Sunday, March 08, 2009

On the Road

There are just no two ways about it - I absolutely 100% (maybe even 200%) love to bake... yes, I love to cook, too, but if forced to make a decision (and if man could survive on cookies, cakes, and desserts alone - we can, can't we?), bake it would be. Even on an unseasonably warm day, I'm that crazy person in the kitchen with the oven cranked up (course this is after I'm also that person out on the tennis court and softball field enjoying them for the first of the season).

But something even better than just baking? Finding amazing new recipes that you fall in love with instantly. There are good recipes and then there are the "bake it and they will come" recipes. These two are some of the latter.

The first... Palmer House Brownies, a real 'find' - and from a quick search, apparently a lot of people are desperate for this recipe. Made me feel pretty fortunate to have chanced upon it. Rare or not, just take a chance and make these brownies - they are in a word, fabulous.

9 oz bittersweet chocolate, chopped
1 c unsalted butter
1 c plus 6 TBSP sugar
2 eggs
1 c cake flour
1 tsp baking powder
1/4 tsp salt
2 c coarsely chopped walnuts
1/2 c apricot preserves

Butter and flour an 8x8 metal baking pan. Melt chocolate and butter in small pan over medium heat; cool to lukewarm.

Beat sugar and eggs until well-blended. Whisk in melted chocolate mixture. Sift flour, baking powder, and salt; fold to blend and mix in 1/2 c walnuts. Transfer batter to prepared baking pan. Sprinkle remaining walnuts over and press gently into batter.

Bake brownies until edges are raised and cracked and tester inserted into center comes out with some moist batter attached, about 45 minutes. Melt apricot preserves in small saucepan over medium heat. Strain preserves and then brush melted jam over hot brownies. Cool 1 hour and then transfer to refrigerator and chill until cold, at least 2 hours.

Cut into 16 brownies (or more - they are RICH!). Serve chilled.

Bon Appetit, March 2009

And certainly not to be overlooked (i.e. some more time in the kitchen well-spent) were Smitten Kitchen's Oatmeal Raisin Cookies.

I took a page out of a few of Deb's commenters' books and added a handful of chocolate chips and these were great. The dough itself wasn't too sweet so with the raisins (golden raisins were in the cupboard and as such, they are in the cookies) and chocolate chips, it seemed like a match made in heaven. *as an aside, I've heard Deb's chocolate chip cookies are divine so those might be next up

This concludes my first "Hi, my name is Kara, and I'm addicted to baking" help session.

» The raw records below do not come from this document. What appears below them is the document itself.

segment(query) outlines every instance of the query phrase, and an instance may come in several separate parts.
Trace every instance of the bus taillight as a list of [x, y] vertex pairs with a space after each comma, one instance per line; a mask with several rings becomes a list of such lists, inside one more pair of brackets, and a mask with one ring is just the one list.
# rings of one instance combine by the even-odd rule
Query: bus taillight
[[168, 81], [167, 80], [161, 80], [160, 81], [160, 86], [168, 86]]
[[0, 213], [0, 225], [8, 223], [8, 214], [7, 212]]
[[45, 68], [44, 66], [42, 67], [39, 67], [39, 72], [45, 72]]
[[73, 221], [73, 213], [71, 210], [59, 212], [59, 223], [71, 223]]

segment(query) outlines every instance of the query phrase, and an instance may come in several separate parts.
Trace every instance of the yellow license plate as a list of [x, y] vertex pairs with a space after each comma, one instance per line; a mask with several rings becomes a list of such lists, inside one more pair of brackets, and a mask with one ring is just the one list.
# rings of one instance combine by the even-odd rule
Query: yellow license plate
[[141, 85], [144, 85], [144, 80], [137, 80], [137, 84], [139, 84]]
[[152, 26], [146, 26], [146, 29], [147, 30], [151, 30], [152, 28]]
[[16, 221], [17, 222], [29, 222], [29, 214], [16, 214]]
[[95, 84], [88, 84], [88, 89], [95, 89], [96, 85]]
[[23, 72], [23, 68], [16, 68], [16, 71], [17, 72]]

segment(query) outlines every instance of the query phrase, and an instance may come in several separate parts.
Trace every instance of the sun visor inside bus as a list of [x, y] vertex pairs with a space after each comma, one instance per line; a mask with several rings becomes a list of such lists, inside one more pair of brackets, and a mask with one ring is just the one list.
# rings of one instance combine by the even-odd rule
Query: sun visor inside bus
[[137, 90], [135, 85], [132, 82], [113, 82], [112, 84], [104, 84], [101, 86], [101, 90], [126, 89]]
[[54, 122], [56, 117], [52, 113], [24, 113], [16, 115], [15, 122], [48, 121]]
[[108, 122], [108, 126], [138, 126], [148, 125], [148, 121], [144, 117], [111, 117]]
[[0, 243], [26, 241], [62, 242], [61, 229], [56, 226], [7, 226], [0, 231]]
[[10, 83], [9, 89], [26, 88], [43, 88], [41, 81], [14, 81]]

The only problem is that along the way, I picked up a few new recipes that I'm dying to make plus I found a "cupcake crawl" (more on that - hopefully - to come) - neither of those sound like recovery to me, but I'm willing to risk it.


  1. Too funny - okay, so I'll cook - and you bake...and that's how we'll survive! LOL

  2. I've been wanting to make these brownies too. I've had that recipe for a few weeks though now since it came in the magazine, but I did read that people couldn't find it. Glad to hear that they were great!